Substrate specificity and kinetic characterization of peptidoglycan O-acetyltransferase B from Neisseria gonorrhoeae [Microbiology]

May 2nd, 2014 by Moynihan, P. J., Clarke, A. J.

The O-acetylation of the essential cell wall polymer peptidoglycan is a major virulence factor identified in many bacteria, both Gram positive and Gram negative, including Staphylococcus aureus, Bacillus anthracis, Neisseria gonorrhoeae and N. meningitidis. With Gram-negative bacteria, the translocation of acetate from the cytoplasm is performed by an integral membrane protein, PatA, for its transfer to peptidoglycan by O-acetyltransferase PatB, whereas a single bimodal membrane protein, OatA, appears to catalyze both reactions of the process in Gram-positive bacteria.
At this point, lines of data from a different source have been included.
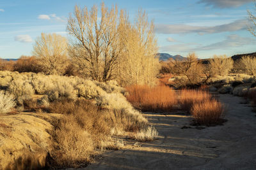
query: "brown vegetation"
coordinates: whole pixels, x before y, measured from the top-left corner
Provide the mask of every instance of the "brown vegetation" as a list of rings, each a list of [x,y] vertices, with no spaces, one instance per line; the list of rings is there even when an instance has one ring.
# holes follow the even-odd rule
[[[177,108],[175,92],[170,87],[131,86],[126,88],[127,100],[143,111],[171,111]]]
[[[224,106],[216,99],[205,100],[193,104],[191,115],[195,123],[199,125],[212,125],[221,124]]]

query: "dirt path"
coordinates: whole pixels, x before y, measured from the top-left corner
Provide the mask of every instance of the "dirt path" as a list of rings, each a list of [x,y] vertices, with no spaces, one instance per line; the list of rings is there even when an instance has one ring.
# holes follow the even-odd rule
[[[179,113],[145,113],[159,132],[158,140],[106,152],[85,169],[256,169],[255,113],[241,97],[225,94],[220,99],[228,108],[224,125],[200,130]]]

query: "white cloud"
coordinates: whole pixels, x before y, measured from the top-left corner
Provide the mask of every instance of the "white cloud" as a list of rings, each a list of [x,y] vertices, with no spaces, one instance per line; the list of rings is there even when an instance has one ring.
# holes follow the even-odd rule
[[[206,5],[212,5],[214,7],[221,8],[238,7],[244,4],[252,3],[252,0],[200,0],[199,3],[204,3]]]
[[[21,43],[31,43],[33,41],[29,35],[19,35],[15,36],[14,39]]]
[[[38,17],[37,18],[40,20],[51,20],[50,17],[47,15],[39,15]]]
[[[246,29],[248,24],[248,22],[246,20],[238,20],[229,24],[211,27],[186,24],[159,24],[156,25],[156,32],[161,34],[219,33]]]
[[[65,22],[65,20],[61,18],[58,17],[55,13],[50,14],[50,15],[39,15],[37,17],[38,19],[41,20],[55,20],[56,21]]]
[[[167,38],[166,38],[166,41],[168,41],[168,42],[176,42],[177,41],[177,40],[174,39],[172,37]]]
[[[194,49],[194,51],[211,50],[217,49],[226,50],[254,44],[255,42],[255,39],[252,38],[241,37],[236,34],[231,34],[227,36],[226,39],[222,41],[217,42],[206,46],[197,47]]]
[[[188,53],[190,52],[211,51],[211,50],[227,50],[228,49],[236,49],[242,48],[246,45],[253,45],[256,39],[252,38],[242,37],[237,34],[227,36],[221,41],[207,45],[202,45],[194,43],[180,43],[178,45],[160,46],[161,52],[171,52]]]
[[[65,22],[64,20],[61,19],[60,17],[57,17],[55,13],[52,13],[50,15],[51,17],[52,18],[55,19],[57,21],[60,21],[60,22]]]

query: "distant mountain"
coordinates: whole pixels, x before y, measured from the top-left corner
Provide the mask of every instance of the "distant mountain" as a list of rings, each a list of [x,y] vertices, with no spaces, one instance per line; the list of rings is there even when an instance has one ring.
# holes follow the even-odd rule
[[[170,58],[178,60],[182,60],[185,58],[180,55],[172,55],[167,53],[157,53],[157,55],[159,55],[159,60],[163,60],[163,61],[166,61]]]
[[[231,57],[233,60],[239,60],[242,57],[244,56],[250,56],[253,57],[256,57],[256,52],[255,53],[243,53],[243,54],[237,54]]]
[[[10,61],[10,60],[17,60],[17,59],[1,59],[2,60],[8,60],[8,61]]]

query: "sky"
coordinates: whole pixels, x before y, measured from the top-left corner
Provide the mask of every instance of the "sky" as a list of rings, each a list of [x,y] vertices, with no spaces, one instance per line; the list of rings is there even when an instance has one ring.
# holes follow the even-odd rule
[[[89,9],[102,0],[0,0],[0,58],[31,55],[41,32],[68,36],[67,18],[76,4]],[[139,9],[154,20],[159,52],[199,58],[232,56],[256,52],[256,37],[247,30],[251,0],[104,1],[129,13],[131,21]],[[256,13],[255,13],[256,14]]]

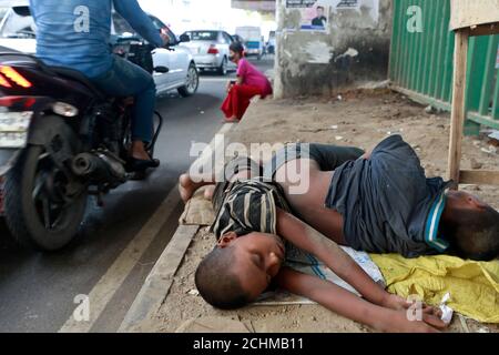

Only phenotypic evidence existed in support of these pathways because no in vitro biochemical assay was available for their analysis which reflected the complexities of investigating integral membrane proteins that act on a totally insoluble and heterogenous substrate such as peptidoglycan. In this study, we present the first biochemical and kinetic analysis of a peptidoglycan O-acetyltransferase using PatB from N. gonorrhoeae as the model system. The enzyme has specificity for muropeptides that possess tri- and tetra-peptide stems on muramyl residues. With simple chitooligosaccharides as substrates, rates of reaction increase with increasing degrees of polymerization to 5/6. This information will be valuable for the identification and development of peptidoglycan O-acetyltransferase inhibitors which could represent potential leads to novel classes of antibiotics.